Tingkatkan Gizi Anak, Pemkab Bangka Tengah Gencarkan Program Gemarikan
Sementara itu, Kepala Dinas Perikanan Bangka Tengah, Imam Soehadi mengatakan pembagian makanan olahan ikan ini merupakan bagian dari kegiatan Forum Peningkatan Konsumsi Ikan (Forikan) yang diketuai Eva Algafry.
“Kegiatan ini juga memberi referensi ragam olahan ikan, agar anak-anak semakin menyukai makan ikan, sekaligus memenuhi kebutuhan protein hewani untuk membentuk generasi emas yang sehat, kuat, dan cerdas,” tuturnya.
Berdasarkan data Survei Status Gizi Indonesia (SSGI), angka prevalensi stunting di Bangka Tengah pada 2022 tercatat 21,2 persen dan menurun menjadi 18,2 persen pada 2023.

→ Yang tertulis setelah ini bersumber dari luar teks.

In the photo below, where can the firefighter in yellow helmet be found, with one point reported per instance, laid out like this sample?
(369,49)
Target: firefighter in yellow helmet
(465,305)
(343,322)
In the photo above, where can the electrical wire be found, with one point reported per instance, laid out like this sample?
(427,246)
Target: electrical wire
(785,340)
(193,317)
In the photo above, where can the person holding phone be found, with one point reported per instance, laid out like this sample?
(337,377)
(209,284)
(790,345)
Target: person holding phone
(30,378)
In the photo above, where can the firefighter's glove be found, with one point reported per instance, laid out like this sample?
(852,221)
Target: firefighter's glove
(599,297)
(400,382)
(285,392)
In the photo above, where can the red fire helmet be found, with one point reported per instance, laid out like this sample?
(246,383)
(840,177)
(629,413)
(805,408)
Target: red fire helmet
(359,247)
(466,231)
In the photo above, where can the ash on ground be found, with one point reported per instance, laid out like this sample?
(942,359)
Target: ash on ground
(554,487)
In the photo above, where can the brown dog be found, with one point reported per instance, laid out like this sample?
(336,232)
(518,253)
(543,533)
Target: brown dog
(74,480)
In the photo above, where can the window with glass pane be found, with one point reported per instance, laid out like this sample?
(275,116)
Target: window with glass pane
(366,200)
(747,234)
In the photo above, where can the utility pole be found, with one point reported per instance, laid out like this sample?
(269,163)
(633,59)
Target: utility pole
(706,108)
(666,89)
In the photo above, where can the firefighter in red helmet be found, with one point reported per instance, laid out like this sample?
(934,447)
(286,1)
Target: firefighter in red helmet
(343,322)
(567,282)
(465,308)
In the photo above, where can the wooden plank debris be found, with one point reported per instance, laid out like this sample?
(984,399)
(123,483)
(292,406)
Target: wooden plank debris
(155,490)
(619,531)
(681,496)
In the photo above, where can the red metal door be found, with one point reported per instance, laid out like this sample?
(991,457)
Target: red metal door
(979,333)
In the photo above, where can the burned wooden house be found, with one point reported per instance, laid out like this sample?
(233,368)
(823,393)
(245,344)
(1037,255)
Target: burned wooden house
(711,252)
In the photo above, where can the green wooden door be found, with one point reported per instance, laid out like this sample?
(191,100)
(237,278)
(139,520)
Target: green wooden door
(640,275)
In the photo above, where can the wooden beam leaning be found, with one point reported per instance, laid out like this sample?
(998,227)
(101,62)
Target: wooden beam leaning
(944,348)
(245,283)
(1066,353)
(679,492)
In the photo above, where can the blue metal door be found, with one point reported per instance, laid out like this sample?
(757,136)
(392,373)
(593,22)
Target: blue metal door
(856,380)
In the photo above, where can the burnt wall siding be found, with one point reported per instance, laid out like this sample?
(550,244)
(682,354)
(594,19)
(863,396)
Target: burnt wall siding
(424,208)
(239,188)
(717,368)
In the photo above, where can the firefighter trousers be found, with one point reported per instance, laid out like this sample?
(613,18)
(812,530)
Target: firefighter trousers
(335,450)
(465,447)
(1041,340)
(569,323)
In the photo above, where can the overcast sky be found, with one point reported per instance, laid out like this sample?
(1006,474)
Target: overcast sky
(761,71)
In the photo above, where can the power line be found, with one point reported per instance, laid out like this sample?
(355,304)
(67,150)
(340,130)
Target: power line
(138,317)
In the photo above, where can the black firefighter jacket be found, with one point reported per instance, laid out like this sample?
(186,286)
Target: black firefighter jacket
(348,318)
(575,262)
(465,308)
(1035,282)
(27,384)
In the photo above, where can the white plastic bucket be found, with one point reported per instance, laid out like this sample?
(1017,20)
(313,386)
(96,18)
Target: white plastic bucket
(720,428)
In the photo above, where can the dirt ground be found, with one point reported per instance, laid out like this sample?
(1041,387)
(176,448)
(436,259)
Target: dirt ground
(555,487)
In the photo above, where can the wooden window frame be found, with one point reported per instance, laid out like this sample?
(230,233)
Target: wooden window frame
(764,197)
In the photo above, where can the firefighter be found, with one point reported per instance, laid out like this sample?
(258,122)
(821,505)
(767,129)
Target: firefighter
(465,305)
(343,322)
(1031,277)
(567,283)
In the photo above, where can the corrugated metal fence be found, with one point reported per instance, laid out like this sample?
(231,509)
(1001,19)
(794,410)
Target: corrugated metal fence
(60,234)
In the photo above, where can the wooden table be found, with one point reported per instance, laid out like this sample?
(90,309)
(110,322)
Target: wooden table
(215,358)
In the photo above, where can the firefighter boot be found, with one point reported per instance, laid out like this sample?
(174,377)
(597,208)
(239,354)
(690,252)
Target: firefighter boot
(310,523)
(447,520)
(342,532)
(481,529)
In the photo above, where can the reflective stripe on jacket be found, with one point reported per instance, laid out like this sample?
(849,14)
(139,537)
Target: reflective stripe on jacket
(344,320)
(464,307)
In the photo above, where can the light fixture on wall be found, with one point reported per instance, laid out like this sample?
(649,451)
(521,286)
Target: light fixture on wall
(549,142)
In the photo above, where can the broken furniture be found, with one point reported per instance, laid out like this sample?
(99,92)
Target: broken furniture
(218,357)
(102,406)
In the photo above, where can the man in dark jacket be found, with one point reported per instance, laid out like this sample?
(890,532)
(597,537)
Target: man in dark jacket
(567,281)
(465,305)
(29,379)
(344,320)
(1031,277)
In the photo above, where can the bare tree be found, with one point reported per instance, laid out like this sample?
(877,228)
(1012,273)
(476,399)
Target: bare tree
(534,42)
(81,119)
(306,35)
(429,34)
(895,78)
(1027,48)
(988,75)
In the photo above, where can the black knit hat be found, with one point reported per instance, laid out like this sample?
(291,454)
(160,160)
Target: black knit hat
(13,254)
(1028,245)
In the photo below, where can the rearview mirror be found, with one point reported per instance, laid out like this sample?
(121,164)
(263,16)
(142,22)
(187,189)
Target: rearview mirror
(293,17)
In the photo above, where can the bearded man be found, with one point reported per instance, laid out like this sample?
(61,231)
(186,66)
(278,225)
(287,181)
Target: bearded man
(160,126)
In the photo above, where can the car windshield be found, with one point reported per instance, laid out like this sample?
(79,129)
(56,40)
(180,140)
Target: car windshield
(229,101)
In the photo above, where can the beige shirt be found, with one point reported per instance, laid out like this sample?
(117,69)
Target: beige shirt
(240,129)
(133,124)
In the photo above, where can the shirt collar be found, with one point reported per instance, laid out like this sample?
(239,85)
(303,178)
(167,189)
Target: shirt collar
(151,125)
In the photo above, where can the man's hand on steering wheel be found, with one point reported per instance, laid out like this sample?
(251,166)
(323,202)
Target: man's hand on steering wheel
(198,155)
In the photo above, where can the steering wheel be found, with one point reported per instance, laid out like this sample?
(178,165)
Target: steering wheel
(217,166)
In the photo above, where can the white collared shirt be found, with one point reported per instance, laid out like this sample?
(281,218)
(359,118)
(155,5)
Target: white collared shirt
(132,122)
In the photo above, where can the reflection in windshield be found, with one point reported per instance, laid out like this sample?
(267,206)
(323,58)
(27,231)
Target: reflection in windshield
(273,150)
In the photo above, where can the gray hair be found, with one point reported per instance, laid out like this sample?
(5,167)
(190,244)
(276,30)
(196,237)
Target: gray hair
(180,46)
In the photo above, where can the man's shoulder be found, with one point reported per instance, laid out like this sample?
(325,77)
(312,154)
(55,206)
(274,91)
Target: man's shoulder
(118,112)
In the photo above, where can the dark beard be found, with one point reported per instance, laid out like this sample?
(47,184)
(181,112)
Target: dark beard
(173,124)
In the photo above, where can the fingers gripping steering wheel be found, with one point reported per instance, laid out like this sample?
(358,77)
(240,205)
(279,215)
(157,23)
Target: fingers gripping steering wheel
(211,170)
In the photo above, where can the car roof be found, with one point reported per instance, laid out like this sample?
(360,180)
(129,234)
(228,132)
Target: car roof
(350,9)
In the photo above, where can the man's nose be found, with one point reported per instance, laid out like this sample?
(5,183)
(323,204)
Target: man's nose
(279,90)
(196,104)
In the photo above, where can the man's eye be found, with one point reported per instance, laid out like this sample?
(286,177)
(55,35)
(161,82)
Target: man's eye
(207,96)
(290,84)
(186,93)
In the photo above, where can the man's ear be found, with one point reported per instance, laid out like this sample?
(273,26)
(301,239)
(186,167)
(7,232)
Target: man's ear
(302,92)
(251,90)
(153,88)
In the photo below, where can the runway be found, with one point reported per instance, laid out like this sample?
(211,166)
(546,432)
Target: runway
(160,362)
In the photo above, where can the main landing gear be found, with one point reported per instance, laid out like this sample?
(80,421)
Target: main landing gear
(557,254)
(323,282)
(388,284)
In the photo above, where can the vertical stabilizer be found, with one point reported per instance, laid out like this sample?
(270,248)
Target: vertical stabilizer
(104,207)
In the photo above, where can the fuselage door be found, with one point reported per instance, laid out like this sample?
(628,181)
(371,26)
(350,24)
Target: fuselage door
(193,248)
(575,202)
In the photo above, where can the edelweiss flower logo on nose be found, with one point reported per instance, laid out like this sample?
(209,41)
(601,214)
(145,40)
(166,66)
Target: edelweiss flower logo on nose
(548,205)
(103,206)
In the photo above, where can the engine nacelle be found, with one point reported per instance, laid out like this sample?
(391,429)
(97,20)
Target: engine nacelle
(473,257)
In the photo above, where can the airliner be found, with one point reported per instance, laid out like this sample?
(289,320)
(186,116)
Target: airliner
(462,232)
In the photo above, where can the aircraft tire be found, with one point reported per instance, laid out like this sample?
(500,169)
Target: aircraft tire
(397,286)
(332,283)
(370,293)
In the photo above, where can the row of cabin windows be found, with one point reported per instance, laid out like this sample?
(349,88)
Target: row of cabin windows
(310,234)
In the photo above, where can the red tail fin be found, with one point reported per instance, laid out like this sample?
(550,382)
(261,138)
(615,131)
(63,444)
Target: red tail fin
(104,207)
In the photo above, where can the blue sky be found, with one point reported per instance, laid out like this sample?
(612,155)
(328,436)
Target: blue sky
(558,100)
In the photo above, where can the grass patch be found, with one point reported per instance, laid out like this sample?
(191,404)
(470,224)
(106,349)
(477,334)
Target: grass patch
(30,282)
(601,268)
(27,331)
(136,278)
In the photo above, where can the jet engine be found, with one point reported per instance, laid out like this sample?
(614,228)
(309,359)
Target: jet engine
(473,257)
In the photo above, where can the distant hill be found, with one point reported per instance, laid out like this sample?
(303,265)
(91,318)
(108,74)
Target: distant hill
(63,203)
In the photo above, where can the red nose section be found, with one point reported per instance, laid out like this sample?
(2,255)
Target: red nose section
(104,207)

Namun, pada 2024 angka tersebut kembali naik sekitar tiga persen menjadi 21,2 persen. Pemerintah daerah setempat menargetkan penurunan menjadi 14 persen pada 2025 melalui intervensi gizi dan edukasi masyarakat.
“Selain menyasar pelajar PAUD, kegiatan Gemarikan tahun ini juga akan diperluas ke sekolah dasar dan kelompok masyarakat umum di seluruh kecamatan, dengan dukungan distribusi olahan ikan dari pelaku usaha perikanan lokal,” imbuhnya.